The offices of the Liberal party's Richard Alston, the ALP's Carmen Lawrence, the Democrats' Brian Greig, the Green's Kerry Nettle, and One Nation's Pauline Hanson have all agreed to participate in an online forum on IT policies and promises in the run up to the 2001 Federal Election.
While IT has become an increasingly mainstream issue over the last 12 months the parties have yet to officially release their election bent IT policies.
Judging on past experience, IT R&D, Government procurement and outsourcing, bridging the so-called digital divide, broadband access, CSIRO funding, tertiary education, the further privatisation of Telstra, online privacy and security will all feature in traditional bipartisan pork-barrelling efforts.
Although it is increasingly difficult to differentiate between the major parties on most platforms, the wildly divergent stances on Telstra, education, R&D and government IT procurement promise to make for interesting reading.
To find out what side of the IT fence our participants sit, send your questions to: Election Debate, and stay tuned early next week as the responses come rolling in.

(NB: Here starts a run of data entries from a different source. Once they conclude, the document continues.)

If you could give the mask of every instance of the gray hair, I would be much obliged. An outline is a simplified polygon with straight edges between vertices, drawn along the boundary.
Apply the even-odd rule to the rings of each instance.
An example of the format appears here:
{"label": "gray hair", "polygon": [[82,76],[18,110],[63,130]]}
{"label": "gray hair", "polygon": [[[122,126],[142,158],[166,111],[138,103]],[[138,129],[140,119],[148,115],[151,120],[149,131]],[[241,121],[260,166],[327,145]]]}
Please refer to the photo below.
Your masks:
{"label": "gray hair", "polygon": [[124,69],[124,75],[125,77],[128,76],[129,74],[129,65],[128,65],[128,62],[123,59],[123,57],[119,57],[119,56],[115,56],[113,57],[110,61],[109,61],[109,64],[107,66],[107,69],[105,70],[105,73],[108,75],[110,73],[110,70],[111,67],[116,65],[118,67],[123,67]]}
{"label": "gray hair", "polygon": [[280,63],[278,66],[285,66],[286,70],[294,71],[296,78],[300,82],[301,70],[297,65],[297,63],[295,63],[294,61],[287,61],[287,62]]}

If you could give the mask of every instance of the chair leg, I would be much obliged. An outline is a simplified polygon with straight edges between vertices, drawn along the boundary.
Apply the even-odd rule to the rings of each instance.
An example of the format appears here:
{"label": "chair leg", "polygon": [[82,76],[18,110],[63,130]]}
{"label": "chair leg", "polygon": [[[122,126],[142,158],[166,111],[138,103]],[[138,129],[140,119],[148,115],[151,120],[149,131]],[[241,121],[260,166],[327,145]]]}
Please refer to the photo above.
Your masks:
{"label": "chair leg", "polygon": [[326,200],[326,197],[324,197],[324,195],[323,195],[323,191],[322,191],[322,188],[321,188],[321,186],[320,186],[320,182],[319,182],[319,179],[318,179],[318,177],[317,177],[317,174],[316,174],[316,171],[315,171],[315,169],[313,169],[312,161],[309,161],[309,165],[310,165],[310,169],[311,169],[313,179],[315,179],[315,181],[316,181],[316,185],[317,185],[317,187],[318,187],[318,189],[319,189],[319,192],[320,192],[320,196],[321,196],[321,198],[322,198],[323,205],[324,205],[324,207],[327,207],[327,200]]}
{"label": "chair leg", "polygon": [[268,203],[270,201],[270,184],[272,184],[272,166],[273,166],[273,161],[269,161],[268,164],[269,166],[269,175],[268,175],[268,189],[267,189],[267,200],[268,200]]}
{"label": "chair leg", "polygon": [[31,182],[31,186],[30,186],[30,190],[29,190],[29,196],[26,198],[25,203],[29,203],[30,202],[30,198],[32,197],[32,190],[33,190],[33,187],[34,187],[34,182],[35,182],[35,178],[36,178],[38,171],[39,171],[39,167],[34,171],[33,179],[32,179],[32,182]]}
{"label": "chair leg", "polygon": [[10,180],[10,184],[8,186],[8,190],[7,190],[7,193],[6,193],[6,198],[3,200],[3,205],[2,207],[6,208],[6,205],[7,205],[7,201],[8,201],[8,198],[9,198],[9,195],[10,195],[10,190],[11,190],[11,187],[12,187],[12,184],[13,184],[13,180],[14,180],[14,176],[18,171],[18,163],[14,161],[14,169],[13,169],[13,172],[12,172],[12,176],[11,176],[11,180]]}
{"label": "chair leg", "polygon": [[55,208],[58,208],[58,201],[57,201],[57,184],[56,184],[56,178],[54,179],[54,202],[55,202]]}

Alston will get some political spokesperson, probably his Secretary, to answer the questions. I doubt we'll get anything substantial. If either the Libs or the Labour camps were really going to do something, we'd have seen it happen by now. No, really, both of them are typically just giving hot air. After the last 6 years of unfairness and the previous camps reign of arrogance, I don’t hold much for either party. I think the answer is elsewhere.